Reputation: 538
Is there any possibility to use HTML tags in Rmarkdown documents rendered to word?
For example:
---
output: word_document
---
# This is rendered as heading
<h1> But this is not </h1>
Works perfectly when rendering as html_document, but not when rendering as a word_document.
A more specific question about tags has been asked here, but without solution: Underline in RMarkdown to Microsoft Word
Upvotes: 2
Views: 1428
Reputation: 22659
Sure, here we go:
---
output:
word_document:
md_extensions: +raw_html-markdown_in_html_blocks
pandoc_args: ['--lua-filter', 'read_html.lua']
---
# This is rendered as heading
<h1> And this is one, too </h1>
where read_html.lua
must be a file in the same directory with this content:
function RawBlock (raw)
if raw.format:match 'html' and not FORMAT:match 'html' then
return pandoc.read(raw.text, raw.format).blocks
end
end
Let's unpack the above to see how it works. The first thing you'll notice are the additional parameters to word_document
. The md_extensions
modify the way that pandoc parses the text, see here for a full list (or run pandoc --list-extensions=markdown
) in your terminal. We enable raw_html
to make sure that pandoc does not discard raw HTML tags, and disable markdown_in_html_blocks
as to ensure that we get the whole HTML tag as one block in pandoc's internal format.

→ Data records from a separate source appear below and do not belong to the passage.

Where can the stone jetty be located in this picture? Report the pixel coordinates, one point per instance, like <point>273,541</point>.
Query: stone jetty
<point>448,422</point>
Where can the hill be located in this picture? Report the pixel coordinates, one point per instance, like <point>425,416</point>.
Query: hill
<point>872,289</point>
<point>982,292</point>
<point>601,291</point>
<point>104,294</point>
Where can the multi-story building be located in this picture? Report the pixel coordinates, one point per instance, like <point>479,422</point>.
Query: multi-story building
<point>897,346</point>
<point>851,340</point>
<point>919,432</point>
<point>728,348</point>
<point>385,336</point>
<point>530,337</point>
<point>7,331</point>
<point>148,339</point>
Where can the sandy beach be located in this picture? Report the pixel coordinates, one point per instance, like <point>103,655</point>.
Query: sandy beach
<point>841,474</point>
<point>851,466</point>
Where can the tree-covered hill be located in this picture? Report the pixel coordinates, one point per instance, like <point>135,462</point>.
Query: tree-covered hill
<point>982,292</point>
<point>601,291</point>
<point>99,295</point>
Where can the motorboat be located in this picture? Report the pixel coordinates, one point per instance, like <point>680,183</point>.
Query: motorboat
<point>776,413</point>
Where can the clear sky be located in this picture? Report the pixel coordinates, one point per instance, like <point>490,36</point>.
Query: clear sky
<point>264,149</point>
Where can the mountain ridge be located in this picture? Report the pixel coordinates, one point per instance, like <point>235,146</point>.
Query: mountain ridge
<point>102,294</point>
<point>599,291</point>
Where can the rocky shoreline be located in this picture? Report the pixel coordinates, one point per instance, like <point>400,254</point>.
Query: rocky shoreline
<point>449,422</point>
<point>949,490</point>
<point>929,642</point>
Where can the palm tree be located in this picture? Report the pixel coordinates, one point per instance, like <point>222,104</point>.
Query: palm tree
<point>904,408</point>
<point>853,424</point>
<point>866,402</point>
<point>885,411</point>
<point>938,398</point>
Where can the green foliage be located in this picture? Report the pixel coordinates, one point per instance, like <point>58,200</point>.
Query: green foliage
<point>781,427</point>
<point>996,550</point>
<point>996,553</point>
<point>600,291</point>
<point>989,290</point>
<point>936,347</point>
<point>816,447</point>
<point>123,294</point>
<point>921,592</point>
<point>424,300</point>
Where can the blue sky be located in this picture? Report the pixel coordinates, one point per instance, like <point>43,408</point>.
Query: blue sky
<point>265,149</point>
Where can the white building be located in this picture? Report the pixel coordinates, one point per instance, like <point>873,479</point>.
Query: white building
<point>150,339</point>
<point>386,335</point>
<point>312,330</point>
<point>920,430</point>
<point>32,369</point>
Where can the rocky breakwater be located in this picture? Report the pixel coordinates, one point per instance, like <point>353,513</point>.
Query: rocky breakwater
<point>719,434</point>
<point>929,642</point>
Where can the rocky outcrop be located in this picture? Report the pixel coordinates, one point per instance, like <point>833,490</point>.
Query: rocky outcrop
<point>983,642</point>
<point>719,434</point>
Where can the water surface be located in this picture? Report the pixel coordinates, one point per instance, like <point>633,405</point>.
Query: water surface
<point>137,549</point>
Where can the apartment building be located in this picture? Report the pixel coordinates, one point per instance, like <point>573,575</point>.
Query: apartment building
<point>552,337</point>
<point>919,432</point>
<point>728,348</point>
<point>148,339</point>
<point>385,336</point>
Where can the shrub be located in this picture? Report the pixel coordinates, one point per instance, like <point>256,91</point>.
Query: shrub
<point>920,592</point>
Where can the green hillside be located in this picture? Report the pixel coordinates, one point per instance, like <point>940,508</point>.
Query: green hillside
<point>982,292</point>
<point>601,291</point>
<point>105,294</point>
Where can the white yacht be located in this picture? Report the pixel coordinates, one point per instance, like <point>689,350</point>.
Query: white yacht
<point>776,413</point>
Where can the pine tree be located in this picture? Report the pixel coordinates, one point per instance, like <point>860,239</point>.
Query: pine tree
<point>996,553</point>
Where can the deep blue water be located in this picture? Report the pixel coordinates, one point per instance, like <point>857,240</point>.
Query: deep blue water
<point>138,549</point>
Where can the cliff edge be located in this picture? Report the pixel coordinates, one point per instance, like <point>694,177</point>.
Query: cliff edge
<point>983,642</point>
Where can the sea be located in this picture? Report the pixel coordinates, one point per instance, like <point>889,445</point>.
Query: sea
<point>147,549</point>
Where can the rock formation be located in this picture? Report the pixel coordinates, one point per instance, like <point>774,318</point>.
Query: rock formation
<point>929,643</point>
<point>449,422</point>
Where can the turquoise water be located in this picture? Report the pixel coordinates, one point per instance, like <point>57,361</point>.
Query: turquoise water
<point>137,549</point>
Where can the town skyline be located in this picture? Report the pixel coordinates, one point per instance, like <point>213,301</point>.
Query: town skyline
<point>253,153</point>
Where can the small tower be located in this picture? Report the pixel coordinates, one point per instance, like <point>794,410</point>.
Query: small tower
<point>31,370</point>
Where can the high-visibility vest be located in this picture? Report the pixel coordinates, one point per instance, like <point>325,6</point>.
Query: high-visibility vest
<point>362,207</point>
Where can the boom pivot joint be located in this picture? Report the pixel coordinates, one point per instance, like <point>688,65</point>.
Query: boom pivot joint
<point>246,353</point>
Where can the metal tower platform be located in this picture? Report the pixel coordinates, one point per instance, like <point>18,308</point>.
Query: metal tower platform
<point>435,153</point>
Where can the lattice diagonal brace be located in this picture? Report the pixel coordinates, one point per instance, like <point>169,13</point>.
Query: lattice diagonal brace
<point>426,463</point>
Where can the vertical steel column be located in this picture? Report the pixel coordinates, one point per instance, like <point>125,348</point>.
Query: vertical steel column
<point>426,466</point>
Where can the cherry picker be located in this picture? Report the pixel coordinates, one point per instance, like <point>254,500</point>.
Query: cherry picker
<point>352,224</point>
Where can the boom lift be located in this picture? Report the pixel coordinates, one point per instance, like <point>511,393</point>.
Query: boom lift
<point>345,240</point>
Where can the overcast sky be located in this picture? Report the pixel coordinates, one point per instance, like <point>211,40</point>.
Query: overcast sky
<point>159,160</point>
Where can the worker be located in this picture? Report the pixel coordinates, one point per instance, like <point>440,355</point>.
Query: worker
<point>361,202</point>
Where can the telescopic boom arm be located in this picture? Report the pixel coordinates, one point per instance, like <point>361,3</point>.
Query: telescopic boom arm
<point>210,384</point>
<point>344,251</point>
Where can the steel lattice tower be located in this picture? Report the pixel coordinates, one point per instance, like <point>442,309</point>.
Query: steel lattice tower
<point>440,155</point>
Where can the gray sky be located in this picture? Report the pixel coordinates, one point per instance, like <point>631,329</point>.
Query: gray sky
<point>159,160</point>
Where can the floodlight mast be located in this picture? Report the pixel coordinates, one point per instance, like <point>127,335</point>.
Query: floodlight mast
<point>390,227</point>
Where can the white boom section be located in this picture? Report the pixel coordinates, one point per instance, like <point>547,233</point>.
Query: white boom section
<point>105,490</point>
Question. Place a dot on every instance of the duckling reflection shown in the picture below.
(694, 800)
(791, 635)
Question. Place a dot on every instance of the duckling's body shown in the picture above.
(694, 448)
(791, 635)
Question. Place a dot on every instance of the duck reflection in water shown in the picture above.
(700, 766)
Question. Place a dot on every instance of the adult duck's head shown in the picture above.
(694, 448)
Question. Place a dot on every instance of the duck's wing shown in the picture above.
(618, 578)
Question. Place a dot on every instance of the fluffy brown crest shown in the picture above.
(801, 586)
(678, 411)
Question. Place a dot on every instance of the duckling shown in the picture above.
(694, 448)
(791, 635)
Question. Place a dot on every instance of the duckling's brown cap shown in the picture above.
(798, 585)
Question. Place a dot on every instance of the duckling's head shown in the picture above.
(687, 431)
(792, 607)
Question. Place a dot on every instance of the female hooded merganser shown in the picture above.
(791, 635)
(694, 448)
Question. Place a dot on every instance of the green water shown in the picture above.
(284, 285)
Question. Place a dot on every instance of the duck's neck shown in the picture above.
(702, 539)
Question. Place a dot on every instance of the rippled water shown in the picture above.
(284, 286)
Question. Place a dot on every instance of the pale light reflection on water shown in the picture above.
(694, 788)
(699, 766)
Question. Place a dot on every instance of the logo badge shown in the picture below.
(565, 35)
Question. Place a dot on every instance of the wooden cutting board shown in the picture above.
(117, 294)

The next setting is pandoc_args
, where we tell pandoc to use a Lua filter to modify the document during conversion. The filter picks out all HTML blocks, parses them as HTML instead of Markdown, and replaces the raw HTML with the parsing result.
So if you are using raw HTML that pandoc can read, you'll be fine. If you are using special instructions which pandoc cannot read, then the setup described above won't help either. You'd have to rewrite the markup in OOXML, the XML format used in docx.
Upvotes: 3